Нью-Йорк. 2016. Фотография Натальи Таракановой


1. Одинокий город

Вообразите: вы стоите ночью у окна на шестом, или семнадцатом, или сорок третьем этаже какого-нибудь здания. Город открывается вам как набор клеток, сотней тысяч окон: какие-то темны, а какие-то залиты зеленым, или белым, или золотым светом. В них туда-сюда проплывают незнакомцы, хлопочут сами с собой. Вам их видно, однако до них не добраться, и потому это обыденное городское явление, во всякую ночь, в любом городе мира, сообщает даже самым общительным людям трепет одиночества, неуютное сочетание разобщенности и наготы. Одиноким можно быть где угодно, но у одиночества городской жизни, в окружении миллионов людей, есть особый привкус. Казалось бы, подобное состояние противоположно жизни в городе, громадному присутствию других людей, – и все же, чтобы развеять чувство внутренней отделенности, одной лишь физической близости недостаточно. Живя бок о бок с другими, удается – очень запросто – ощущать себя оставленным и отделенным. Город, бывает, – место одинокое, и если признать это, становится ясно, что одиночество – совсем не обязательно физическое уединение: это отсутствие или скудость связи, сплоченности, родства, невозможность по тем или иным причинам обрести всю необходимую близость. Неудовлетворенность, как сообщает нам словарь, из-за отсутствия близких отношений с другими. Едва ли удивительно в таком случае, что одиночество достигает апофеоза в толпе.
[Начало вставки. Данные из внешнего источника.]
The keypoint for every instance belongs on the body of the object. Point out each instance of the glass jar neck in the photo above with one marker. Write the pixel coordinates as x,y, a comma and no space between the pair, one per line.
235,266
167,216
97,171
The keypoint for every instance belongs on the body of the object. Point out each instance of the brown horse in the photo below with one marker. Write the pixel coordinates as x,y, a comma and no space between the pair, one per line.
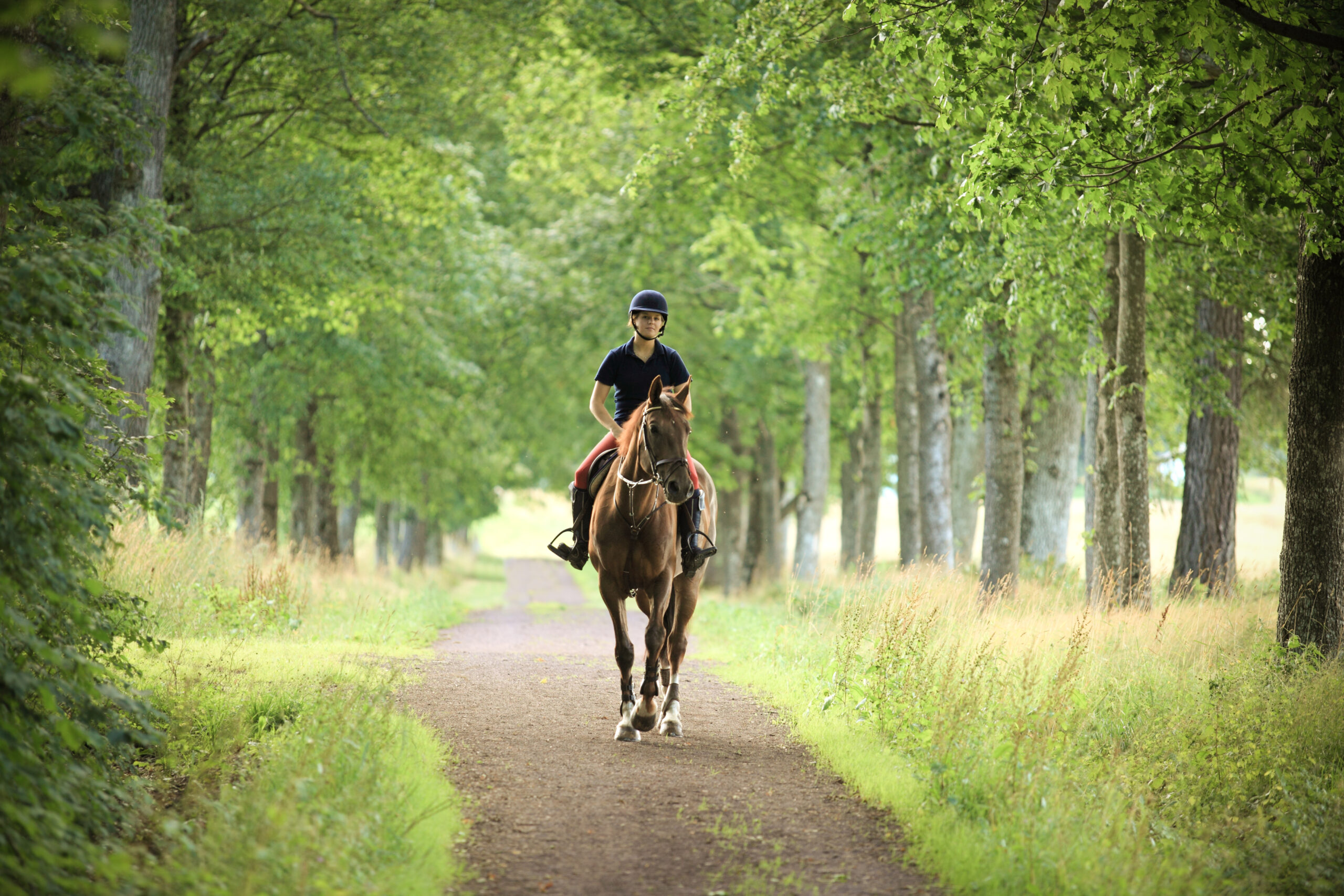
635,551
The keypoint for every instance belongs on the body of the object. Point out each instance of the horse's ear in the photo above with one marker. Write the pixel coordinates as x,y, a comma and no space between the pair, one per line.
683,397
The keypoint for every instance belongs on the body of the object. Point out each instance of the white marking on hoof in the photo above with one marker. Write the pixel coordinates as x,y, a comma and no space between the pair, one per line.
671,719
624,730
646,715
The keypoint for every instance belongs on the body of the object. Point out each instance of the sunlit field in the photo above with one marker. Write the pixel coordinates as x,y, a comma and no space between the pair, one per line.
287,765
527,520
1043,746
1040,745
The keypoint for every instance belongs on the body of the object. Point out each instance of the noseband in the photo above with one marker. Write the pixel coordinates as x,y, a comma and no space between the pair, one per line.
660,475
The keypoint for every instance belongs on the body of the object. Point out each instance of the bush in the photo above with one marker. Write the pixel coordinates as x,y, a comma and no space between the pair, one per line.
68,723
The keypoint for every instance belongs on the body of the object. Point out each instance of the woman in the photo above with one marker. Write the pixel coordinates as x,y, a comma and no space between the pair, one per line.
631,370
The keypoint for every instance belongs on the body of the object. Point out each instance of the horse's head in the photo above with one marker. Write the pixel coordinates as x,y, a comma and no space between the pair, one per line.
667,429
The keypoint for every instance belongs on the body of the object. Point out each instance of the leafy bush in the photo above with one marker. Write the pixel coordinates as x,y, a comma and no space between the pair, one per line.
68,723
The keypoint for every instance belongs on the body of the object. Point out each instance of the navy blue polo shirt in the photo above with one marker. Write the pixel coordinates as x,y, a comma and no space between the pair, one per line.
632,378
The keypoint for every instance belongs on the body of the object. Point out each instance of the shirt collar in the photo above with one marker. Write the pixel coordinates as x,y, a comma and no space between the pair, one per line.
658,349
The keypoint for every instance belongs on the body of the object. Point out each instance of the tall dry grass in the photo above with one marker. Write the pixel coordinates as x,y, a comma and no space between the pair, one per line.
1038,745
284,765
200,583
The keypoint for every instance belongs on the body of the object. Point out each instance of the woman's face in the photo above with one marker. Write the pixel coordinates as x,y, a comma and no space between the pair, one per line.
648,324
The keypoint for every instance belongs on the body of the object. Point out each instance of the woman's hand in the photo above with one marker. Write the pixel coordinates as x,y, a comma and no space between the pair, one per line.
597,405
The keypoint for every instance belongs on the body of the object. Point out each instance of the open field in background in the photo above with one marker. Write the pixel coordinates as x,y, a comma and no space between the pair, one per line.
529,519
1038,749
287,766
1038,746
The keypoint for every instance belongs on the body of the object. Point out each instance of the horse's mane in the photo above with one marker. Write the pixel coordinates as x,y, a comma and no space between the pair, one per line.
629,430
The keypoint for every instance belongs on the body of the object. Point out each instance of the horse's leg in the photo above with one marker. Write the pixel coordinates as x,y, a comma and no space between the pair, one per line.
686,596
615,602
647,711
666,657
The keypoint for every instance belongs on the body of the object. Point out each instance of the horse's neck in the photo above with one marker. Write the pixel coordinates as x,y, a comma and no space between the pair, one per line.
631,469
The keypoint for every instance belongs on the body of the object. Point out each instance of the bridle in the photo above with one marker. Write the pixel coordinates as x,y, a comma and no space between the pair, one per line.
660,476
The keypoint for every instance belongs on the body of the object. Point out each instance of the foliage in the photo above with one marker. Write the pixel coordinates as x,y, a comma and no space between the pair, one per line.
69,724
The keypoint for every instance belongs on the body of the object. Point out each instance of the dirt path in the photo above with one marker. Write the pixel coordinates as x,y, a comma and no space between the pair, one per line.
527,695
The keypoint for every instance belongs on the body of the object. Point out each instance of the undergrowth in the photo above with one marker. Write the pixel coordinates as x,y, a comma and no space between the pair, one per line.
282,765
1040,747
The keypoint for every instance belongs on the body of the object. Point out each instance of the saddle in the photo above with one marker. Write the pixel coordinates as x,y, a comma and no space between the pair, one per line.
597,473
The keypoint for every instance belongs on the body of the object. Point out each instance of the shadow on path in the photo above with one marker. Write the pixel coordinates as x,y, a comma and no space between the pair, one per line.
529,698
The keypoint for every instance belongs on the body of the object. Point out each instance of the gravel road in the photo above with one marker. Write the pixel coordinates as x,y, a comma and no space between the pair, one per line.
527,696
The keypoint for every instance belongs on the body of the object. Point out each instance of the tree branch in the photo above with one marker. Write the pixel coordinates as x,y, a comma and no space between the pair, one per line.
1180,144
340,62
1283,29
194,49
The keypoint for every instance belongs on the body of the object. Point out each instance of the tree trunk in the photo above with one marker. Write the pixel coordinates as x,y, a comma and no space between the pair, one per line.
327,513
136,281
968,462
872,473
851,499
435,546
1108,532
816,467
1090,476
1047,488
178,325
1312,562
999,549
252,488
860,480
270,499
303,516
906,409
349,520
733,510
405,541
1131,421
382,534
202,431
1206,549
934,436
765,547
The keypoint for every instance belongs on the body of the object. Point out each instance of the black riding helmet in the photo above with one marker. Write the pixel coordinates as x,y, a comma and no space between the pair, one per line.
651,300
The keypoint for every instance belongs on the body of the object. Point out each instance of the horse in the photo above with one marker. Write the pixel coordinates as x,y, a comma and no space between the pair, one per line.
635,551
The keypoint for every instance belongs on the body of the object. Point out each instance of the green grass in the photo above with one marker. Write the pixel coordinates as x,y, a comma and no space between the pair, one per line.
287,769
286,766
1038,749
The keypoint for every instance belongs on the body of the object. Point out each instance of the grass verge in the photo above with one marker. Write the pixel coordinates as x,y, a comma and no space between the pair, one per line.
1034,747
286,766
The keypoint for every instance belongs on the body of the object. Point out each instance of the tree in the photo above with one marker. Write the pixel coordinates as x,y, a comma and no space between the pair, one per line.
1206,549
151,66
999,553
816,467
1131,421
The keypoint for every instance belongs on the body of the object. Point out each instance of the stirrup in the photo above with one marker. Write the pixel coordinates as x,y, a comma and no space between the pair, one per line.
694,558
568,553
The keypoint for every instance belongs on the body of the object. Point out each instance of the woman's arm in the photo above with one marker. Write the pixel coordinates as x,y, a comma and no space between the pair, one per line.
597,405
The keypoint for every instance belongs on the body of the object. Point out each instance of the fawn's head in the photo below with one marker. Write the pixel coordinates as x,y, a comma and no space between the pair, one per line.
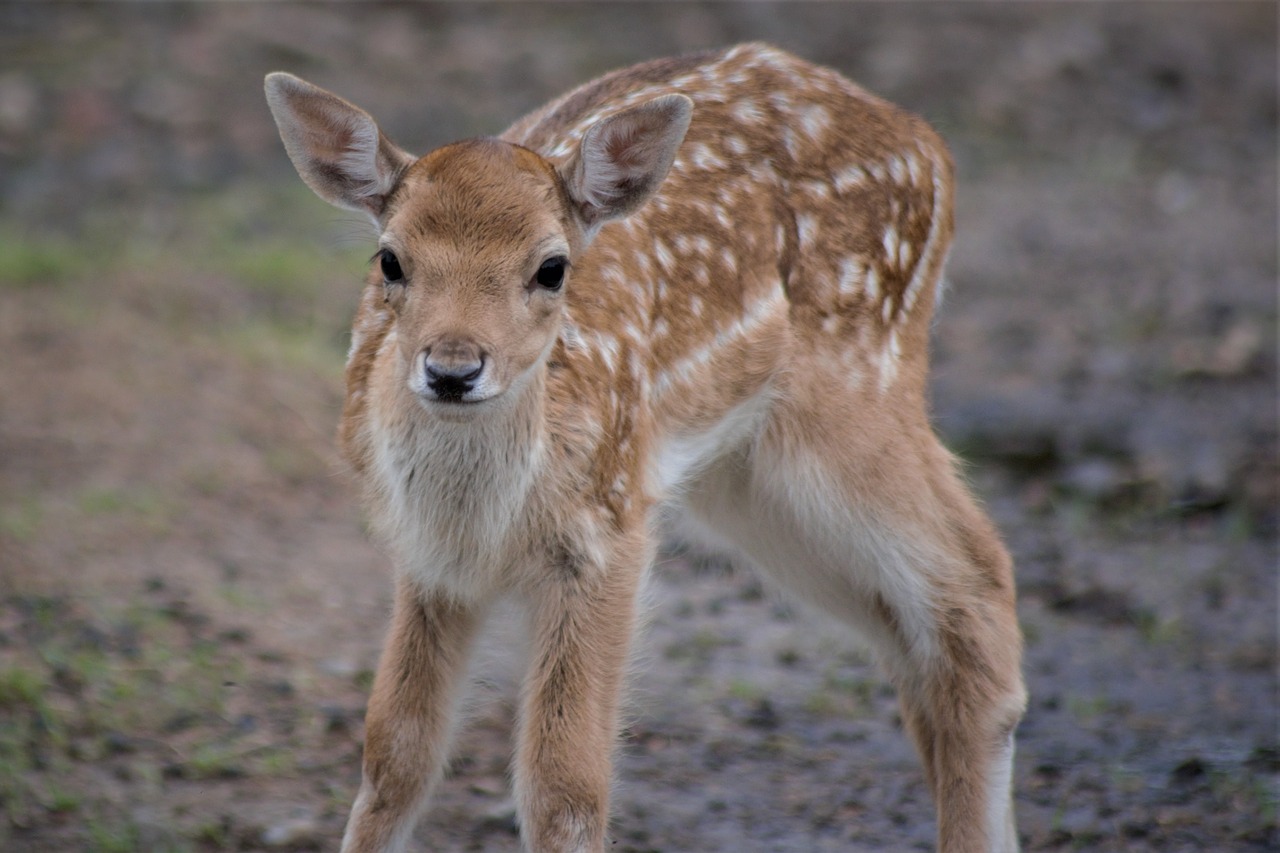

В одиночестве трудно признаться, трудно его и определить. Как и депрессия – состояние, с которым оно часто пересекается, – одиночество может глубоко пропитывать ткань личности: в той же мере человек может быть смешливым или рыжеволосым. Но, опять-таки, одиночество бывает и преходящим, может возникать и исчезать в ответ на внешние обстоятельства – вслед за горем, расставанием или сменой круга общения, к примеру.

Подобно депрессии, меланхолии и беспокойству, одиночество тоже относят к патологиям, считают недугом. Об одиночестве сказано недвусмысленно: оно бесцельно, то есть, как выразился Роберт Вайсс[1] в своем основополагающем труде на эту тему, «хроническое заболевание без положительных черт». Такие выводы вовсе не случайно связаны с убежденностью, что наше предназначение – состоять в парах или же что счастье либо может, либо должно быть постоянно в нашем распоряжении. Но не все разделяют такую судьбу. Возможно, я ошибаюсь, но не думаю, что опыт нашего совместного бытия, каким бы он ни был, может оказаться полностью лишен смысла и не обладать ни богатством, ни ценностью.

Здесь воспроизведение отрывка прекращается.